Hiring Our Heroes Military Spouse Fellowship

If you’re looking to re-enter the civilian workforce, the Hiring Our Heroes Military Spouse Fellowship is a 12-week paid fellowship that places you with a host company in your field.

Current stats: 91% job offer rate for fellows. Average starting salary: $70,000.

Applications close annually in September. If the window is closed, get on the interest list now. Visit hiringourheroes.org/msfp.


MWR and ITT: The Benefits Nobody Talks About

MWR (Morale, Welfare, and Recreation) programs offer discounted fitness, recreation, and leisure activities: gyms, pools, bowling alleys, golf courses, outdoor gear rentals.

ITT (Information, Tickets & Travel) — often inside the MWR building — is where military families get:

  • Discounted theme park tickets (Disney, Universal, SeaWorld — often 20–40% below gate price)
  • Discounted concerts and sporting events
  • Vacation cabins at military recreation areas — beachfront and mountain properties at subsidized rates
  • Travel planning help for OCONUS trips

These discounts are not advertised publicly. Walk into your installation’s ITT office or check the MWR website. Savings on theme park tickets alone can exceed $100 per visit for a family of four.


Commissary and AAFES/NEX Access

The commissary sells groceries at cost plus a small surcharge — typically 20–30% below civilian grocery prices. For a family spending $800 a month on food, that adds up fast.

AAFES (Army & Air Force Exchange Service) and NEX (Navy Exchange) are tax-free department stores. No sales tax is the headline, but they also price-match major retailers and run military-exclusive sales.

Online ordering at ShopMyExchange.com (Army/Air Force) and MyNavyExchange.com (Navy) — available for OCONUS families who want to order from stateside.

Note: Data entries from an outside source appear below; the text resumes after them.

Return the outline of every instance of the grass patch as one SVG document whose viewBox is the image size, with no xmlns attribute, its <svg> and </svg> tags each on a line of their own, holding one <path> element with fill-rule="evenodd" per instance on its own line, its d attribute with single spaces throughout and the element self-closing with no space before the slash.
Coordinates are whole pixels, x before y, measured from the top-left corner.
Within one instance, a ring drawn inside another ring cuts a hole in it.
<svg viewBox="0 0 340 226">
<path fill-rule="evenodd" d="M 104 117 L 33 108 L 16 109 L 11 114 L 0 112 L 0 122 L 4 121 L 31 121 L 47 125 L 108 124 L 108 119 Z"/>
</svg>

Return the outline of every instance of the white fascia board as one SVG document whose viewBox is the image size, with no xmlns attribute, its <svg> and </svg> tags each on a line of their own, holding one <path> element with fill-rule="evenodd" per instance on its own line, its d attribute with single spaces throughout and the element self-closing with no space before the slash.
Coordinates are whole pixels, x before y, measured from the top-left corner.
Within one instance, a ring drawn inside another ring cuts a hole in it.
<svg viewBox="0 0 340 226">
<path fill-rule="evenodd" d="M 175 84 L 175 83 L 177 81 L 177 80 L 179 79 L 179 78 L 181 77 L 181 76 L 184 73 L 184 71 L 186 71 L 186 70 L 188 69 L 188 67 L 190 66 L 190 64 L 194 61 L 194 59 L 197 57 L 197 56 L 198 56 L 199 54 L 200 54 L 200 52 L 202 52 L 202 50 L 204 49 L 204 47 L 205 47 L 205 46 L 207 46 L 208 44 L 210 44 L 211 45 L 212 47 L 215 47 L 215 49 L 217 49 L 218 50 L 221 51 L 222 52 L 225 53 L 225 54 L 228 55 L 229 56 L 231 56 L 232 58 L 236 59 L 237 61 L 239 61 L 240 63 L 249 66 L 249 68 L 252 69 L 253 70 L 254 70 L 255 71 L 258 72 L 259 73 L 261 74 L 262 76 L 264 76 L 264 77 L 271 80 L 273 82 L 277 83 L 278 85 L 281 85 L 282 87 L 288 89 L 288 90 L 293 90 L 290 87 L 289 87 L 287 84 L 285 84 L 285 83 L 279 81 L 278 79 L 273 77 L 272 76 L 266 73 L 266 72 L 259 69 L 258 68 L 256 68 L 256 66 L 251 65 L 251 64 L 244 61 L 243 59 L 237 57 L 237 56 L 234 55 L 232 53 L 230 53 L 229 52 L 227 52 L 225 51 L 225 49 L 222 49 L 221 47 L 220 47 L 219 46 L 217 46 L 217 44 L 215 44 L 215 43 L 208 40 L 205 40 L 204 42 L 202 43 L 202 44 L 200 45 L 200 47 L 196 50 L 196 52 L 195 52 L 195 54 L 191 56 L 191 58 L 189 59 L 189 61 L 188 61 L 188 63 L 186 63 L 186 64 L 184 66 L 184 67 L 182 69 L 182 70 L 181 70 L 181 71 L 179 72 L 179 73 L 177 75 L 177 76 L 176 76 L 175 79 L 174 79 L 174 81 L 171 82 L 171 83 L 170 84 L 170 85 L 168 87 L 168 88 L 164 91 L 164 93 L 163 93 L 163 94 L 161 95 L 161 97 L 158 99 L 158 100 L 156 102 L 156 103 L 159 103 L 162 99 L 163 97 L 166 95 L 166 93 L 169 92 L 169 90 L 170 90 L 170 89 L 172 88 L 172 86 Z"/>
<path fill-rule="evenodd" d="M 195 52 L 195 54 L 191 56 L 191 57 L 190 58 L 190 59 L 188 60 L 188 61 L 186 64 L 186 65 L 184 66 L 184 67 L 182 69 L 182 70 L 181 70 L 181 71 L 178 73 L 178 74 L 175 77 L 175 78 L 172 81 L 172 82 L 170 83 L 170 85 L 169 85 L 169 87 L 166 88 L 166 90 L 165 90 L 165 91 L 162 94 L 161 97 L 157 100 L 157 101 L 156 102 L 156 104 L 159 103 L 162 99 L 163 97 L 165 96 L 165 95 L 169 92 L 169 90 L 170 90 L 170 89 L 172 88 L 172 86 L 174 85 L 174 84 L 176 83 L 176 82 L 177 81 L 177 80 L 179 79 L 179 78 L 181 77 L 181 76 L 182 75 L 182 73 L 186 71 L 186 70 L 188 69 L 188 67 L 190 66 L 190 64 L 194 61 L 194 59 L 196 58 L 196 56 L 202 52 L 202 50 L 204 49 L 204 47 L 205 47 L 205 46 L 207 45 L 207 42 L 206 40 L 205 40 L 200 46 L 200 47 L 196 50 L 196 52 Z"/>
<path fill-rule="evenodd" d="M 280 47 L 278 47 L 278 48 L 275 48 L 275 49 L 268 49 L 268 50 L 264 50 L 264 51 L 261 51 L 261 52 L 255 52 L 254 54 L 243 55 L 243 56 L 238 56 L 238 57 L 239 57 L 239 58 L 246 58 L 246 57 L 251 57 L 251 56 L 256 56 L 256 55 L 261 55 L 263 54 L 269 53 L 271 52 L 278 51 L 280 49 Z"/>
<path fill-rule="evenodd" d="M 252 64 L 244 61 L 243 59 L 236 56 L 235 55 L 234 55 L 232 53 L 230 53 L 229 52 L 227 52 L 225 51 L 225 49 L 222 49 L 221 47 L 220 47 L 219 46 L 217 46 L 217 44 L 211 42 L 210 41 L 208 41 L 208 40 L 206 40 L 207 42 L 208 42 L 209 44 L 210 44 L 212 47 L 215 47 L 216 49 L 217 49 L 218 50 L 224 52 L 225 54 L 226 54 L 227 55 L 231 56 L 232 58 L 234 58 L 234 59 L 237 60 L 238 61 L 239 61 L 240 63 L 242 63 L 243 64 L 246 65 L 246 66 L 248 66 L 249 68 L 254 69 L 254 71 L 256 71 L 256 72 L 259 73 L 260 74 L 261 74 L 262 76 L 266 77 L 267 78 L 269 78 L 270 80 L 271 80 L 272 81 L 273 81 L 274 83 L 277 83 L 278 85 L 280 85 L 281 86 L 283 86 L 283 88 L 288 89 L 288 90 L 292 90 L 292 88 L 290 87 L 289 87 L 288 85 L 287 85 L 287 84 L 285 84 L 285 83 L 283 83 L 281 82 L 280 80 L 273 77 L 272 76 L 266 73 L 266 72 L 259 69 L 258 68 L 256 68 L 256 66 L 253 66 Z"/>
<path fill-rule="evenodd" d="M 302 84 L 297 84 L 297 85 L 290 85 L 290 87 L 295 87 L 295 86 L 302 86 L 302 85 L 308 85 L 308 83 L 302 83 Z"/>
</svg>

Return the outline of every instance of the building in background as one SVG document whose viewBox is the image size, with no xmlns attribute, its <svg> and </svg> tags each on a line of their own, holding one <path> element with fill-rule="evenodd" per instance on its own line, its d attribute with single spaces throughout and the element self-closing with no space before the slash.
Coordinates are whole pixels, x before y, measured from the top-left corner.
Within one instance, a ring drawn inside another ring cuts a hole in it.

What Changes at PCS, Deployment, and Separation

PCS:

  • Re-verify DEERS enrollment and ID card status at the gaining installation
  • Update Tricare region and primary care manager before the move
  • Visit the new MWR and ITT office — programs and discounts vary by location
  • SECO can help restart a job search in the new area

Deployment:

  • Keep your POA current — JAG can update it fast
  • SECO offers additional support programs for spouses during deployment
  • Some MWR programs offer deployment-specific pricing (free or reduced gym access)

Separation:

  • TAMP covers qualifying families for 180 days post-separation — eligibility depends on the type of separation
  • Commissary and exchange access ends at separation unless the servicemember meets certain criteria (20+ years, disability rating, etc.)
  • MyCAA eligibility ends when the servicemember leaves active duty

Three Things to Do This Week

  1. Go to myseco.militaryonesource.mil — check MyCAA eligibility, schedule a counseling session, and start the scholarship application if you qualify.
  2. Check your state’s license portability rules — if you’ve PCS’d recently and had to re-license, contact JAG for help invoking your SCRA rights.
  3. Check the MLA database at mla.dmdc.osd.mil — confirm you’re listed as a covered borrower, then call your credit card issuer about annual fee waivers.

These three steps take less than an hour. The benefits they unlock can be worth thousands of dollars a year.


Information verified as of April 2, 2026. Military spouse benefit programs update periodically — confirm current eligibility at myseco.militaryonesource.mil and mycaa.militaryonesource.mil (MyCAA).